Unser Wohnhaus im Wrangelkiez soll an die SG Holding GmbH aus Braunschweig verkauft werden. Nun droht uns der Verlust unseres Zuhauses. Wir fordern vom Bezirksamt Friedrichshain-Kreuzberg, das Vorverkaufsrecht geltend zu machen und unsere Hausgemeinschaft zu retten! 

Ich bin Nicole, 51 Jahre alt und wohne mit meiner 9-jährigen Tochter Irmina und meinem Hund Paul seit 2012 im Haus. Ich will und kann hier nicht weg! Ich bin Schulhelferin und begleite Kinder mit Erkrankungen, damit diese am normalen Schulalltag teilnehmen können. Ich bin in zwei Schulen hier in der Nähe tätig. Ich betreue Kinder, die sich an mich gewöhnt haben und denen es durch meine Hilfe leichter fällt, die Schule zu besuchen. Als alleinerziehende berufstätige Mutter, habe ich jetzt schon kaum Geld zum Leben. Noch mehr Miete kann ich nicht zahlen!
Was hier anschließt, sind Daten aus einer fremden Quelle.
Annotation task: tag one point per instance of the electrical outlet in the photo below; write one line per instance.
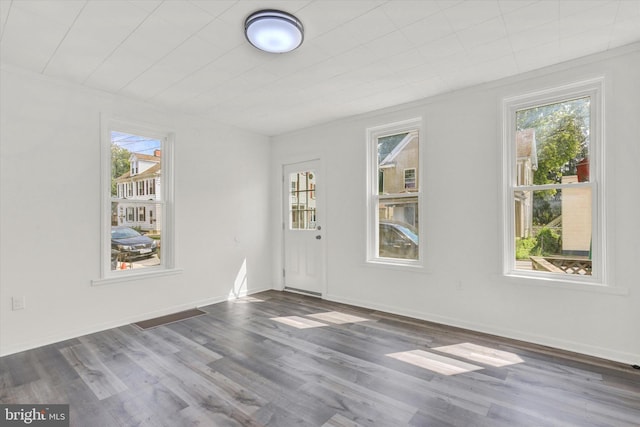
(18, 303)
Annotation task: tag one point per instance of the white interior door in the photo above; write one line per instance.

Unsere Hausgemeinschaft ist Multikulti und bietet den Bewohner*innen unterschiedlichster Generationen, Herkunft, Professionen und Lebensgestaltungen ein Zuhause. Wir sind alle langjährige Mieter*innen. Ein Urgestein wohnt schon seit 40 Jahren im Haus. Hier wohnen Rentner*innen, Familien und viele Kinder. Eines davon wurde sogar hier im Haus geboren!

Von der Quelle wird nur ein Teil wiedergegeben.